Dans le même ordre d’idée, Adieu les cons dénonce la détérioration croissante de la capacité d’écoute. Les cons sont toutes les personnes qui ne savent pas écouter et qui, à force d’appliquer des protocoles ou des conventions sociales, ne réfléchissent plus à ce qu’être au monde signifie. L’égo a la part belle dans le film, pour ses bons mais aussi ses mauvais côtés. Le médecin qui annonce à Suze Trapet qu’elle a un cancer incurable au tout début du film semble lutter pour dissimuler son embarras, par rapport à la mauvaise nouvelle qu’il doit annoncer, mais également une certaine indifférence, dont il est difficile de savoir s’il en a conscience lui-même (en témoignent les nombreuses fois où il écorche le nom de sa patiente). Les présentations des personnages de Dupontel et Efira se font écho : tous deux font face à une autorité (médecin ou patron) qui tente de cacher sa gêne derrière une façade bienveillante mais finit par s’enliser dans les contradictions d’un discours trop bien rodé, excluant toute improvisation. Une mauvaise nouvelle annoncée avec le sourire restera mauvaise. L’argument avancé dans la scène de la consultation médicale de Suze et celle de l’entretien professionnel de JB afin de présenter les choses sous un aspect moins sombre est le même : la subjectivité du point de vue. Mais Suze va mourir, JB être écarté d’un projet dont il a réalisé la partie la plus importante, et cette réalité semble incontestable.

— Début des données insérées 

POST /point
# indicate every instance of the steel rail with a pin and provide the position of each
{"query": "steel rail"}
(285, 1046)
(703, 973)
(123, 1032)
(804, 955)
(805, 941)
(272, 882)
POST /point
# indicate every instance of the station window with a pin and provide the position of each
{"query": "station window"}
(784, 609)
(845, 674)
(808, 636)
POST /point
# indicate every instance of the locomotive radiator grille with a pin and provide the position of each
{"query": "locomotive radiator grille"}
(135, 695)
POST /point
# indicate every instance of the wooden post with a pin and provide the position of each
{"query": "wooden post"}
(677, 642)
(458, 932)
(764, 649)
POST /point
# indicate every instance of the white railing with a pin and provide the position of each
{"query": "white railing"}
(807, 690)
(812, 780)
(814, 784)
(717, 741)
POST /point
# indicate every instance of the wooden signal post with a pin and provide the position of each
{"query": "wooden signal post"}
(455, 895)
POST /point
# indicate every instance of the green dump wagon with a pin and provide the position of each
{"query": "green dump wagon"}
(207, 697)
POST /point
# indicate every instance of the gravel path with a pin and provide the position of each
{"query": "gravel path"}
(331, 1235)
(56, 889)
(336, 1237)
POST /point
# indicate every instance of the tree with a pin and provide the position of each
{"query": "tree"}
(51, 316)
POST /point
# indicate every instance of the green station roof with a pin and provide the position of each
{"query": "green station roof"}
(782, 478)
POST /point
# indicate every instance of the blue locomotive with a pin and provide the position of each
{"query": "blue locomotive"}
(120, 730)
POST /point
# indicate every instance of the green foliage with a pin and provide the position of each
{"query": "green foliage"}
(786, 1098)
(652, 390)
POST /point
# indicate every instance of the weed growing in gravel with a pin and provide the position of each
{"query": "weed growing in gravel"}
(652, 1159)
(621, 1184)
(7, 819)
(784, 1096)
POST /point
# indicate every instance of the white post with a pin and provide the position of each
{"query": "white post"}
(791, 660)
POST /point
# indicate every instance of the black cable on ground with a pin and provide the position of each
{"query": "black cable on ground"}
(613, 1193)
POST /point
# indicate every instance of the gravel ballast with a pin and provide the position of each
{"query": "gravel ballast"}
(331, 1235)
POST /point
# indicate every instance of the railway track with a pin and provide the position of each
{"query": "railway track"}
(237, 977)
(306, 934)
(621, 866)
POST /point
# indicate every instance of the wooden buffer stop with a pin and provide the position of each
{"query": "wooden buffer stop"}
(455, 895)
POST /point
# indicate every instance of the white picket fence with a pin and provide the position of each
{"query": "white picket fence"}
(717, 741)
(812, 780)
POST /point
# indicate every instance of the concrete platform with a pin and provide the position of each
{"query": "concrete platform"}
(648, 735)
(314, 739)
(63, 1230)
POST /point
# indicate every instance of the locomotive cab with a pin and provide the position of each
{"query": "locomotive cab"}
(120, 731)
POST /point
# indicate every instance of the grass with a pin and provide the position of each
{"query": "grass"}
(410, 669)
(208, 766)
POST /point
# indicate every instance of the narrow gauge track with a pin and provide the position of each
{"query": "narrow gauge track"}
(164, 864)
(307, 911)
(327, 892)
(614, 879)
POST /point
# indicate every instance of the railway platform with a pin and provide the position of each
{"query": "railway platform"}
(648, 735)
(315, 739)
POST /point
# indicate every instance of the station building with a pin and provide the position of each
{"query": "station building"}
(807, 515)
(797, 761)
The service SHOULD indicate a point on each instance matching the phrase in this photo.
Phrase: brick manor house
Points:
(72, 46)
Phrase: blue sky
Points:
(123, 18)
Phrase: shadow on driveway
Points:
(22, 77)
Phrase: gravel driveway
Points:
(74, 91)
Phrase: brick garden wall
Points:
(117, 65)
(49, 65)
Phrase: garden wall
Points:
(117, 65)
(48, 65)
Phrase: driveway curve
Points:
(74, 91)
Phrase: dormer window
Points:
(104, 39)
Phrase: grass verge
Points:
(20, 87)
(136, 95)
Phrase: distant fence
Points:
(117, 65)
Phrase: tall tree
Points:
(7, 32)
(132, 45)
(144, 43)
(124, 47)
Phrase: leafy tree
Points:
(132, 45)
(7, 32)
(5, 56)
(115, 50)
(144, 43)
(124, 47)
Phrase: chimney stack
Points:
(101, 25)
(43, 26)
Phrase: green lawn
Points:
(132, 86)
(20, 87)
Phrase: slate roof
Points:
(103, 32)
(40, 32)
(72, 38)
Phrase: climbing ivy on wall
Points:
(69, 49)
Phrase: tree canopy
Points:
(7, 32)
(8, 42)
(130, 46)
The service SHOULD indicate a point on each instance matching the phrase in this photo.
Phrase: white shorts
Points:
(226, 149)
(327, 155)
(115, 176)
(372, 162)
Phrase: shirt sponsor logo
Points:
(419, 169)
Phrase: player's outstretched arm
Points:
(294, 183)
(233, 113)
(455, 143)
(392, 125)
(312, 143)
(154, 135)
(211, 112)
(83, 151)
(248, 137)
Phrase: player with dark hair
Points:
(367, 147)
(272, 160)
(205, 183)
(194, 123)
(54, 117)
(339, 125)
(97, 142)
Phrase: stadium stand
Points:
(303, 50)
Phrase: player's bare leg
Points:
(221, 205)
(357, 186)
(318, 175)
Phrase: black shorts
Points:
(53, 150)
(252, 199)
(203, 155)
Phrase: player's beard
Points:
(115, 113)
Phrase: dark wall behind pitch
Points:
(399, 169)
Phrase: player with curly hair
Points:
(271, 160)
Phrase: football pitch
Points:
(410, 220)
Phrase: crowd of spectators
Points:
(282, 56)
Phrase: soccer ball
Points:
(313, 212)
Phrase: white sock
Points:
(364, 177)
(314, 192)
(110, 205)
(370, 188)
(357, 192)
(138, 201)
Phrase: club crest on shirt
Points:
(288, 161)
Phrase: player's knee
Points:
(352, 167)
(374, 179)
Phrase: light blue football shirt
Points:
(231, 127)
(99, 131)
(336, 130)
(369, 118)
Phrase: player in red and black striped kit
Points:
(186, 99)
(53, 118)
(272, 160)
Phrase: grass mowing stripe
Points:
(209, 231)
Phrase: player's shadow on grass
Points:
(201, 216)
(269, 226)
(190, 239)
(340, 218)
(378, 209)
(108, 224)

Chez Dupontel comme chez Jeunet, les personnages inadaptés à la société vont alors en transgresser les règles grâce à des atouts insoupçonnés et peu réalistes qui font basculer ces récits dans une certaine logique, celle des contes de fées. Dans les contrées merveilleuses qui nous sont dépeintes, l’apparition d’une menace choque particulièrement. La progression dramatique étonne, car on s’attendrait à ce que cette réalité esthétiquement augmentée soit le cadre d’existences sans heurts ni malheurs, et que les événements dépeints suivent une progression logique, régulière, au sein de laquelle le bonheur des personnages irait croissant. Mais il y a dans les films de Dupontel une rage polymorphe. Qu’il s’agisse d’un élan de vie, d’un irrépressible besoin de révolte ou même d’une bestialité latente, prête à surgir n’importe quand, cette rage est dans Adieu les cons l’apanage d’une humanité empreinte de carnavalesque et de jeux enfantins.